AI's Use in Copyright Law: Is It Permissible as Fair Use or an Infringement?

In a series of high-profile lawsuits, major entertainment companies like Disney, Universal, and Warner Bros. have accused AI companies of using copyrighted scripts, stills, and character designs without permission to train their AI models. These legal battles, which are testing the boundaries of fair use and creative rights, are reshaping the landscape of AI development and raising important questions about the role of creators in the AI era.

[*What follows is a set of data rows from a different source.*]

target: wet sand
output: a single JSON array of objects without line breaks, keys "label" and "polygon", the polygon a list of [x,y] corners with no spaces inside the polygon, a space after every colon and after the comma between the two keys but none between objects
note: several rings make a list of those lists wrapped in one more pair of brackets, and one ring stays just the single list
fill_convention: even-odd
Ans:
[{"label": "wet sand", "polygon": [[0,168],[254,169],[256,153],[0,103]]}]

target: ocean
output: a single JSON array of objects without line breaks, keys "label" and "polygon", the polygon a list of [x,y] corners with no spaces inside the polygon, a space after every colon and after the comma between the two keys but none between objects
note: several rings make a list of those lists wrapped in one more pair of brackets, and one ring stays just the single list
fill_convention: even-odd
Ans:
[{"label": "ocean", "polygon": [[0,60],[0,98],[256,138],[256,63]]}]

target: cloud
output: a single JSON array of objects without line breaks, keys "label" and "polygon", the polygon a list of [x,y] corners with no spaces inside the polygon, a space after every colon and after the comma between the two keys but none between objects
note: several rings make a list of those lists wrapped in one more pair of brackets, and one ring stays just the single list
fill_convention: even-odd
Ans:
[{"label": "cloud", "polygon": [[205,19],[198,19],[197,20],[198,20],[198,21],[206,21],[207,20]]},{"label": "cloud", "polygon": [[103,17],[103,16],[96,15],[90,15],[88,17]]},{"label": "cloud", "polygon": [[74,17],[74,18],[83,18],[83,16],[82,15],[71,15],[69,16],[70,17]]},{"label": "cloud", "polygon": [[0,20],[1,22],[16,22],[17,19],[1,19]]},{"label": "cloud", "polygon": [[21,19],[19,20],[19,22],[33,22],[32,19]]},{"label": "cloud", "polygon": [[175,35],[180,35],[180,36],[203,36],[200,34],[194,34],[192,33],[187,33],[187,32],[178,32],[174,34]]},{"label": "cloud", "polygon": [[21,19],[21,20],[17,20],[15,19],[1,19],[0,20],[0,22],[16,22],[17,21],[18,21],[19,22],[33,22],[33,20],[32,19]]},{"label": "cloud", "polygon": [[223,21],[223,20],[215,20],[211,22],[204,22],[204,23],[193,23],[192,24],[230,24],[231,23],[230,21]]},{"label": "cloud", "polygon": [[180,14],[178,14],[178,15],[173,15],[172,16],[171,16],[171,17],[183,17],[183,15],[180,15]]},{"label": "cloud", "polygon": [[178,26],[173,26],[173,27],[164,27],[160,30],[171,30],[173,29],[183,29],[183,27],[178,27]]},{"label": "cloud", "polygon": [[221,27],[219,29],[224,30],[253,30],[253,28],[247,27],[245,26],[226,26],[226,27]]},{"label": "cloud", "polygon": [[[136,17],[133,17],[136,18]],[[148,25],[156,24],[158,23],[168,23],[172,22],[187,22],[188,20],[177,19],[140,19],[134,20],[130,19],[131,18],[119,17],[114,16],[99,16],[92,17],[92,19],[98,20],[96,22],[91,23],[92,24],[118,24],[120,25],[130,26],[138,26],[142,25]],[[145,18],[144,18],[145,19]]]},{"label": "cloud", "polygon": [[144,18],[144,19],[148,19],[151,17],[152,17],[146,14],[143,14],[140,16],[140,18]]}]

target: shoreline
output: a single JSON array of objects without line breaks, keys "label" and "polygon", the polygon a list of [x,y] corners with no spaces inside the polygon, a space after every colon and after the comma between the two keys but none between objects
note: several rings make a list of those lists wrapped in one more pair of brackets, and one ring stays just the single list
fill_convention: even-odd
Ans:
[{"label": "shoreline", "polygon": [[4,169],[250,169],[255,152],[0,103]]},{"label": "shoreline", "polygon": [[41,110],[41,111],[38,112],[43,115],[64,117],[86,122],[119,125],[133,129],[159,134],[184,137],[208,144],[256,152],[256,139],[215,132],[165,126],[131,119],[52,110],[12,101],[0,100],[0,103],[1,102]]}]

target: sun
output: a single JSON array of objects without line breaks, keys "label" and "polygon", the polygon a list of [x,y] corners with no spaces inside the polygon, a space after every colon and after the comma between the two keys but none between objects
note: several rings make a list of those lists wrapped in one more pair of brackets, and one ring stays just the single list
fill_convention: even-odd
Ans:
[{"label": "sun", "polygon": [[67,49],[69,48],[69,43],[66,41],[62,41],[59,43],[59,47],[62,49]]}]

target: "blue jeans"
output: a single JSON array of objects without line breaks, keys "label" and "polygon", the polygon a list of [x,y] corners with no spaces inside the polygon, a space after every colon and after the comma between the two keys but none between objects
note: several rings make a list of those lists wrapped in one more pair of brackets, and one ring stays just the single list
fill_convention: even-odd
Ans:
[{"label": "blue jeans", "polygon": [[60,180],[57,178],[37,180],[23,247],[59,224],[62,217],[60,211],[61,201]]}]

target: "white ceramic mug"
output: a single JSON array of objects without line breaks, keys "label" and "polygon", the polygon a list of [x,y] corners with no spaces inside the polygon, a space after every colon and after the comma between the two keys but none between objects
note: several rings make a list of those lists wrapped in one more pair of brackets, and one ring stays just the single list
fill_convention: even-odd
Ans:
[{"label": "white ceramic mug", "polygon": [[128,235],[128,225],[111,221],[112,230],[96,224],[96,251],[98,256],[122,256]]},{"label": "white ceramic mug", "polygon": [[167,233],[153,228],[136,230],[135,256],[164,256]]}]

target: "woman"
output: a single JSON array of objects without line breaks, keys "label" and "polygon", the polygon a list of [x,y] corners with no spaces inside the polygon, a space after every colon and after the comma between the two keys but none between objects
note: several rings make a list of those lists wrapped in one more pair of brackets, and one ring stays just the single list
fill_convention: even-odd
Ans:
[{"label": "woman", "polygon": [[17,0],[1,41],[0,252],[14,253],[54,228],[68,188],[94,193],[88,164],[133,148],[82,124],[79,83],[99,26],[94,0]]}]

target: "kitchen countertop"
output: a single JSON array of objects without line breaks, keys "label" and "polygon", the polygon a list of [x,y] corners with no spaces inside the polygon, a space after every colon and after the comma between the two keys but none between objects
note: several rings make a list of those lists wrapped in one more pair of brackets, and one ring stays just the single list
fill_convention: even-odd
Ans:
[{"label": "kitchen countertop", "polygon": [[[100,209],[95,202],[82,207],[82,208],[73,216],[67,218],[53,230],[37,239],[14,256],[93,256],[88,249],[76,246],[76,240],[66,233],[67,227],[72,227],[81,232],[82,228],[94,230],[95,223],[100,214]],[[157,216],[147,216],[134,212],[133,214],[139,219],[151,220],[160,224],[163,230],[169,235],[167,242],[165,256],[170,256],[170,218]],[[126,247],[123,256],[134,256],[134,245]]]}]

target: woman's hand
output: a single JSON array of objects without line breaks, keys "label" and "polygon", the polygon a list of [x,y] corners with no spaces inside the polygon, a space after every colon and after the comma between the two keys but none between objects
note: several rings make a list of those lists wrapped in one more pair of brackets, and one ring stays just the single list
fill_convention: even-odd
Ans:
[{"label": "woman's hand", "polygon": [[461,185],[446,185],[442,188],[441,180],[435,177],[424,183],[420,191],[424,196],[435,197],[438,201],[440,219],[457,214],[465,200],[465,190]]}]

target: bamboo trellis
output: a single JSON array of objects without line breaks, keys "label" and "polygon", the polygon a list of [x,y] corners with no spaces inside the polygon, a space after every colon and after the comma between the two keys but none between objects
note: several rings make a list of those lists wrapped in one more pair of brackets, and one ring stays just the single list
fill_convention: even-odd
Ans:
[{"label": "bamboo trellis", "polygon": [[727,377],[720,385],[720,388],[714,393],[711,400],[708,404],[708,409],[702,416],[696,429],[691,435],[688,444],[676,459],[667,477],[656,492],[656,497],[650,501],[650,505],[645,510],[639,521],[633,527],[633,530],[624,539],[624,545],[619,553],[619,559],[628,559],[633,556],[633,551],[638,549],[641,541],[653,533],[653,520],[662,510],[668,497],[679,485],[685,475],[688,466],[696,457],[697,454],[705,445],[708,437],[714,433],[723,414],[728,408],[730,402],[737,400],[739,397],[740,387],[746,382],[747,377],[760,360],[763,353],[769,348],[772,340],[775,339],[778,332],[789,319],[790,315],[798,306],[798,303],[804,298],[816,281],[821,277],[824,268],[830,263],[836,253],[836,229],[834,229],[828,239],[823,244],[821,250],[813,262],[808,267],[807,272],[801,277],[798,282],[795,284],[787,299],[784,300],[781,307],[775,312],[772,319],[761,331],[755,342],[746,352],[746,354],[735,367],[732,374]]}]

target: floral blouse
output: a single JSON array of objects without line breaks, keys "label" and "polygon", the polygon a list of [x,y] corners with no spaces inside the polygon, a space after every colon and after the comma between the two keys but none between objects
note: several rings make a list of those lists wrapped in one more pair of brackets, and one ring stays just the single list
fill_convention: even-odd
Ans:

The use of copyrighted material for training AI models is evaluated under the four-factor fair use test defined by the U.S. Copyright Act. The four factors considered are:

Purpose and character of the use: Courts look favorably on uses that transform the original work's purpose, such as teaching an AI to generate new text or art. AI companies argue that training qualifies because it involves extracting patterns to build new systems, while critics argue that generative models can closely mimic the style of specific authors, artists, or musicians.
Nature of the copyrighted work: Whether the work is creative or factual can influence the fair use analysis. In the AI context, the second factor typically weighs against fair use, as generative AI models are often trained on highly expressive content such as fiction, poetry, visual art, and film scripts.
Amount and substantiality of the portion used: Using large amounts may weigh against fair use if it replicates the core creative expression. The large-scale ingestion of entire texts or datasets necessary for AI training is generally considered unlicensed copying by many creators, publishers, and rights holders.
Effect on the market: Courts consider whether the use harms the market for the original works or causes market dilution. Creators argue that AI-generated content could substitute for their work, especially when it imitates a distinctive style or is used commercially.

Recent court decisions, particularly in 2025, have found that training AI models on lawfully obtained copyrighted works can qualify as fair use if the use is deemed highly "transformative"—meaning the AI uses the works to learn language patterns and generate new, unrelated content rather than reproducing the original material. However, these rulings are fact-specific and do not create broad absolute safe harbors.

Prominent 2025 cases, such as Bartz v. Anthropic and Kadrey v. Meta, found AI training fair use because the training was transformative and did not demonstrably harm the market for the original works. Yet, courts warned that if concrete evidence of market harm or dilution existed, fair use might not apply. Additionally, courts emphasize that training on pirated or unlawfully obtained materials likely violates copyright and is not protected by fair use. Licensing or purchasing data for training further protects AI developers from liability.

In the UK, officials have released new guidance on AI ethics and creative rights, and efforts to give creators more control, like opt-out systems, are starting to gain more traction. Notably, Tennessee's ELVIS Act was passed to protect people's voices and likeness from being used without permission in AI-generated content.

One recent decision found that Anthropic's use of copyrighted books to train its Claude AI model could qualify as fair use, but the company was found to have downloaded millions of books from pirate websites. This highlights the complexities and nuances involved in these cases, as well as the importance of adhering to copyright laws when sourcing data for AI training.

As the legal landscape evolves, AI companies like Adobe train their models only on licensed or owned content, while others like Getty Images and the Authors Guild have sued Stability AI and OpenAI, respectively, for using their copyrighted works without permission. Former President Donald Trump has publicly rejected proposals requiring AI companies to compensate creators for training on their work.

The legal basis for this defense remains uncertain, as the training of generative models is a novel use on a massive scale that doesn't fit neatly into any of the established fair use precedents. The unresolved legal questions surrounding each factor of the fair use test when applied to generative AI will continue to shape these ongoing legal battles and the future of AI development.

The use of copyrighted books by companies like Anthropic to train their AI models can potentially be deemed as fair use, but it is crucial to adhere to copyright laws when sourcing data, as the large-scale downloading of copyrighted works from pirate websites, as in Anthropic's case, may not be protected.
As the AI industry continues to expand, companies like Adobe are opting to train their models only on licensed or owned content to avoid potential legal disputes, while entities like Getty Images and the Authors Guild are taking legal action against firms like Stability AI and OpenAI for using their copyrighted works without permission.